I’ve seen a lot of misconception in online comments, more so than with most whiskies. So to set the record straight, this is NOT a flavored whisky. This is a single malt Scotch, so by law, it cannot contain any added colors besides flavor-neutral E150 caramel coloring, and no added flavors. All of the flavors come from fermentation, distillation, and maturation (aging).
This is very limited release. It took some legwork, and a bit of luck to track down a bottle. If you’re a fan of sweeter whiskies, and you come across this, it is worth picking up.
The color in the glass is a dark gold. I got the impression that it had a stronger tint of yellow than most, maybe from the Tokaji casks. It could be my imagination, but I’ve seen a definite red tint in some port cask finished whiskies, so maybe it really is there.
The first impression of the aroma is that it is warm and sweet. That sweetness comes in the form of honey and sugar. Digging a little deeper, you’ll find hints of dried stone fruit, like apricot or peach, and a trace of pineapple.
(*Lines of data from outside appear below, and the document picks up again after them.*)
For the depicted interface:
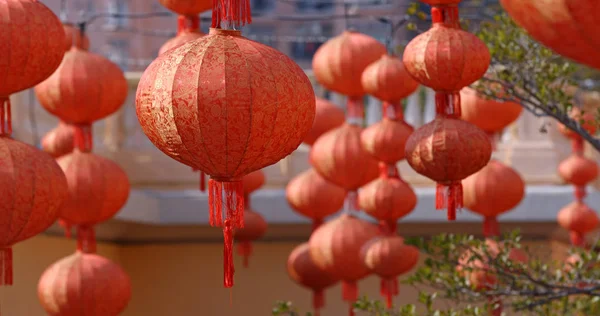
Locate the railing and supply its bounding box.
[8,72,572,188]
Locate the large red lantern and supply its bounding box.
[404,0,492,220]
[361,236,419,308]
[57,149,130,252]
[303,98,346,146]
[286,169,346,228]
[500,0,600,69]
[35,47,128,125]
[136,0,315,287]
[309,214,379,315]
[38,251,131,316]
[462,159,525,237]
[158,15,206,55]
[42,121,75,158]
[287,243,338,316]
[0,0,65,101]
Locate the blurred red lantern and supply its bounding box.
[35,47,128,125]
[361,55,419,104]
[287,243,338,316]
[403,1,492,220]
[159,0,213,16]
[361,236,419,308]
[500,0,600,69]
[358,164,417,226]
[462,159,525,237]
[309,214,379,315]
[234,208,267,267]
[558,201,599,246]
[38,251,131,316]
[0,138,67,285]
[158,15,206,55]
[0,0,65,99]
[286,169,346,228]
[42,121,75,158]
[63,23,90,52]
[303,98,346,146]
[57,149,130,253]
[460,86,523,134]
[312,31,386,99]
[136,6,315,287]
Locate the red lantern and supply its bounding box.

Overall the aroma gives the impression of walking into a cupcake bakery, in the same way that the Allta feels like walking into a bread bakery.
On the palate it is once again sweet. The typical Glenmorangie citrus is present, but takes a back seat to stone fruit. The sweetness takes the form of a sugary frosting or glazed donut. Notes of tropical fruit like pineapple and passionfruit emerge towards the end. The finish is medium, with a lingering warmth and sweetness.
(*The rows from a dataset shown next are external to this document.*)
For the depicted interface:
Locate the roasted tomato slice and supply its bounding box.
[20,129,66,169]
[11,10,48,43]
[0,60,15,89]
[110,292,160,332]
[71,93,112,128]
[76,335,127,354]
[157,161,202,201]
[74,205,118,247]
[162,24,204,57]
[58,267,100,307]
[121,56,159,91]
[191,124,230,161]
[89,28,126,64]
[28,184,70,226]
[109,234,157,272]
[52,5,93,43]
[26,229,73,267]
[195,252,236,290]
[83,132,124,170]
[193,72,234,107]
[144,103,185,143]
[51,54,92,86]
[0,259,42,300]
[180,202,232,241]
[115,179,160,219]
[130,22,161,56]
I don’t usually venture into the realm of food pairing, but in this case I couldn’t resist. I didn’t have time to bake, so I set off to the store in search of something appropriate. The original inspiration was a pineapple upside down cake, but I couldn’t find one. I settled on a slice of Louisiana Crunch Cake, and a scoop of Pineapple Coconut Ice Cream. It was a perfect match. I alternated between bites of just cake, just ice cream, or both, and sips of whisky. Every bite improved the next sip, and every sip enhanced the next bite. If you’re doing a whisky dinner, and struggling with the dessert course, pairing the right treat with this latest offering from Glenmorangie is sure to impress.